A partir daí seguiu-se um longo período de interrogatório, com vista a tentarem descobrir o passado e o presente de Manuel. Porém, a língua acabou por ser um grande problema para o viajante. “Quando tentei falar em inglês pensaram que eu era um jornalista norte-americano ou um espião. Quando o chefe apareceu perguntou-me: ‘O que é que tu fazes no meu país?’. Expliquei-lhe que viajava de bicicleta e gravava tudo. Ele disse que era proibido tirar fotografias às zonas de guerra e apagaram todas as fotografias das câmaras e do telemóvel. Contudo, o cartão de memória ficou com cinco fotografias numa pasta oculta. Quando saí da Turquia publiquei-as [risos]”, assumiu.
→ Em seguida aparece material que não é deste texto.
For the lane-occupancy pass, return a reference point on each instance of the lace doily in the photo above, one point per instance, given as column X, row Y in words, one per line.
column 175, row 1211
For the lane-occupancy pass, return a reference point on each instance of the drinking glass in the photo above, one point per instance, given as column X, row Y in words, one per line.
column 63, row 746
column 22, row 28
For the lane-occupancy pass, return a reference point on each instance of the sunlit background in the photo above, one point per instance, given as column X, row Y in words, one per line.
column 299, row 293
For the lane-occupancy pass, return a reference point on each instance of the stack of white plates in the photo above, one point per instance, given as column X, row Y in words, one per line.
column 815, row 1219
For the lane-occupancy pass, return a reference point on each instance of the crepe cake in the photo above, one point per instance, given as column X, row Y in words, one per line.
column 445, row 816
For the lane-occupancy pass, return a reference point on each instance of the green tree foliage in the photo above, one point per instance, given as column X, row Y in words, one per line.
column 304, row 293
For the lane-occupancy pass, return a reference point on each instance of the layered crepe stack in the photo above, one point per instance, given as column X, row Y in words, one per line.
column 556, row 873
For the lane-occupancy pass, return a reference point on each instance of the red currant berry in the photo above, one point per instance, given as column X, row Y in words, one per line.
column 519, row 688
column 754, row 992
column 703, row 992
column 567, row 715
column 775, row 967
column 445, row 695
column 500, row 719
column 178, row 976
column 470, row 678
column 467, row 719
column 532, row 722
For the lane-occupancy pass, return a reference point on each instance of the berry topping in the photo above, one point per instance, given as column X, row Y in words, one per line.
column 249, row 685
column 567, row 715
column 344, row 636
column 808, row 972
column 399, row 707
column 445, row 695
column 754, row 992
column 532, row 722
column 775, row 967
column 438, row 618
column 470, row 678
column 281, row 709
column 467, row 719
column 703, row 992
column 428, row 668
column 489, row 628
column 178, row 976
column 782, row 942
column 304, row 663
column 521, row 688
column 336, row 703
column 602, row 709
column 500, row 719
Já no Irão, onde ainda se encontra, Manuel Montes voltou a ter problemas assim que passou a fronteira, num processo que se estendeu durante várias semanas. “Estive 24 horas fechado numa sala de um aeroporto no Irão. Trataram-me com respeito e preocupação, mas pensei que nunca mais podia entrar no país. Depois fiz amizade com o oficial de ligação que me acompanhou do aeroporto até ao Dubai [para onde foi deportado, n.d.r.] e ajudou-me. Eu tinha um visto da Arábia Saudita no passaporte e, como eles têm problemas diplomáticos e o visto tinha sido obtido depois de ter estado no Irão, desconfiaram. Tive que tirar um novo visto no consulado do Irão em Istambul”, explicou.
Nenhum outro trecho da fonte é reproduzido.